The Hungarian National Bank (MNB) is expected to keep its interest rates on hold at 0.9 percent during its meeting on Tuesday, said Societe Generale in a research report. Also, the Council is likely to keep the interest rate corridor steady with the overnight lending rate on hold at 1.15 percent.
Given that the country is facing continuous disinflationary pressures, decelerating GDP growth and enhanced investor risk perception, there is additional space for policy rates to drop further. The Hungarian central bank does not forecast inflation nearing the target rate of 3 percent until the first half of 2018.

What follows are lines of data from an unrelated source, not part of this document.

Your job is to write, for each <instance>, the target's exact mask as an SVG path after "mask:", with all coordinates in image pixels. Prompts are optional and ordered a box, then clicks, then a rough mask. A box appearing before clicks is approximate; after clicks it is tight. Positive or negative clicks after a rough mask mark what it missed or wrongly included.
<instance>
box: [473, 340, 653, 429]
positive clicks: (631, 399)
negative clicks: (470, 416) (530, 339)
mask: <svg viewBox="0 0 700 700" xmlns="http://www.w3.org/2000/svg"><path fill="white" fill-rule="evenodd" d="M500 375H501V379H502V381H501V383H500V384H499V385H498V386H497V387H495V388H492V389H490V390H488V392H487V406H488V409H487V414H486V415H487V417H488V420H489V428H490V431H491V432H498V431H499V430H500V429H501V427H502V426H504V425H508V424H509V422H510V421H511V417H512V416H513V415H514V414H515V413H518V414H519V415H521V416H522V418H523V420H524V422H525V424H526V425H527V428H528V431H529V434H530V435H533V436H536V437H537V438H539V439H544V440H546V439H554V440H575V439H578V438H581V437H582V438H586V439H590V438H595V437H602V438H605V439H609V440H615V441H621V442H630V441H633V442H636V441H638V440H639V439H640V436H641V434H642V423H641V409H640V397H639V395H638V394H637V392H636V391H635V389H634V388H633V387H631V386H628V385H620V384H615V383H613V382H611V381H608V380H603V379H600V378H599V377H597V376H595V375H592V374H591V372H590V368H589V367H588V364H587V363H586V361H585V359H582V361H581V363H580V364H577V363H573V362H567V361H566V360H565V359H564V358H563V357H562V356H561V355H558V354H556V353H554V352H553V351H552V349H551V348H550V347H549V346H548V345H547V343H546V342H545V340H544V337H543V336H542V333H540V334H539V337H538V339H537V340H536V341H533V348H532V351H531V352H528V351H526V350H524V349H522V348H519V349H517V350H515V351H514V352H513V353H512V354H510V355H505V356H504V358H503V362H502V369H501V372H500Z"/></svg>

Following the central bank’s recent hawkish tone, there is a drop in the attractiveness of Hungarian assets. The MPC’s May meeting minutes had stated that the Council intends to adopt a cautious approach regarding monetary policy decisions due to the diminishing attractiveness of Hungary’s assets. According to the May meeting minutes “forward-looking money market real interest rates are in negative territory and are declining even further as inflation rises”.
Weak global risk environment, policy credibility and expectations of improving GDP growth underpin the case for the central bank to keep some policy ammunition. Moreover, the central bank also projects the GDP growth to rebound in the second half of 2016 in the absence of negative one-off factors and with the help of positive contribution of the Growth Supporting Program and higher household consumption, according to Societe Generale.
Factors underpinning the case for unchanged interest rates are the central bank’s May statement that it has (temporarily) reached the end of the easing cycle and susceptibility to global risk events such as the UK referendum on EU membership. The May minutes had also stressed the risk of UK leaving the EU and shifts about market projections of global central banking actions as reasons to move cautiously.
“Given the precedent set at the March 22, 2016 MPC meeting and the perplexing changes in forward guidance since the beginning of the year, we would not dismiss the possibility of another outright cut later this year,” added Societe Generale.